On Thursday, 18 February 2016 at 07:21:05 UTC, Chris Katko wrote:
Hello. I'm almost brand-new to the D language and still absorbing things.

I'm wondering if it's possible to fire off a compile-time (or worst case, a run-time) warning or error if a function is called, but the return value is not checked.

I'm not trying to enforce whether someone actually deciphers the value's meaning correctly. I just want to enforce that somewhere, a variable or expression is receiving the return value of a particular function.

Any ideas?

I imagine I could use a compiler flag to warn, but that's a global setting. I'm looking more for a specified subset of functions.

Off hand, I see two reasonable ways to do this:

1) Instead of actually returning the value, require the caller to pass the destination variable as a `ref` or `out` parameter.

Disadvantages: This could be a bit slower than using actual return values, and it would change the syntax.

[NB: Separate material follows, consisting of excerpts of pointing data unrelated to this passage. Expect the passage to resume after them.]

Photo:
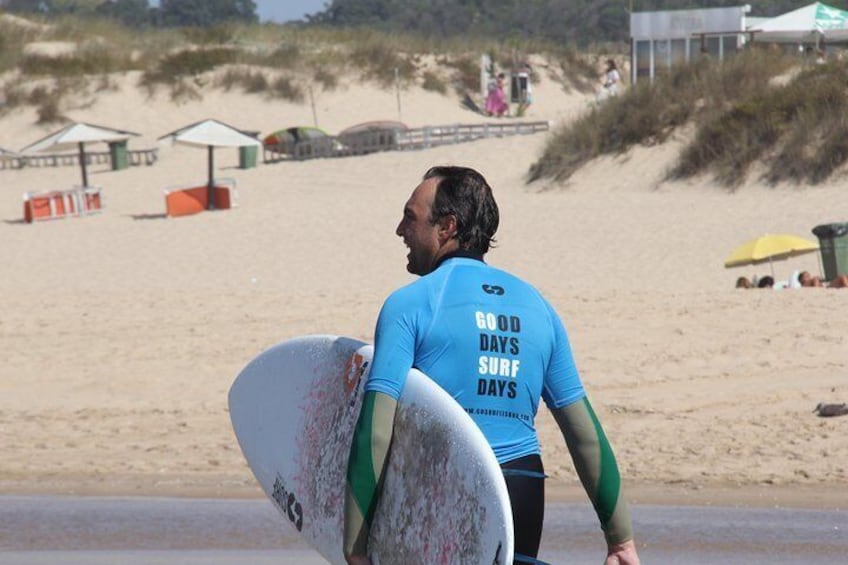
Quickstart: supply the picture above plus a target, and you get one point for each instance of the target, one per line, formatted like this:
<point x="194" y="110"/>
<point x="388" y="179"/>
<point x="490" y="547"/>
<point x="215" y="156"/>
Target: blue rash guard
<point x="488" y="338"/>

2) Wrap the return value in a struct like this:

struct MustUse(T) {
pure: nothrow:

private:
    T payload;
    bool used;

public:
    @property ref T use() @nogc {
        used = true;
        return payload;
    }
    alias use this;

    this(T payload) @nogc {
        this.payload = payload;
        this.used = false;
    }   
    ~this() {
        if(!used)
throw new Error(T.stringof ~ " return value was not used.");
    }

}

// For convenience, use this function to infer T from the type of paylaod.
MustUse!T mustUse(T)(T payload) {
    return MustUse!T(payload); }

Example on DPaste: http://dpaste.dzfl.pl/8ba6ebf05f32

With inlining and optimizations, even the above generic implementation might be faster than passing by ref/out. A specialization for non-null pointer values could almost certainly be faster.

Disadvantages: On the other hand, it might be slower. The only way to know for sure, is to write some non-trivial examples and benchmark. Regardless, the fact that it signals the error at runtime instead of compile time could be annoying.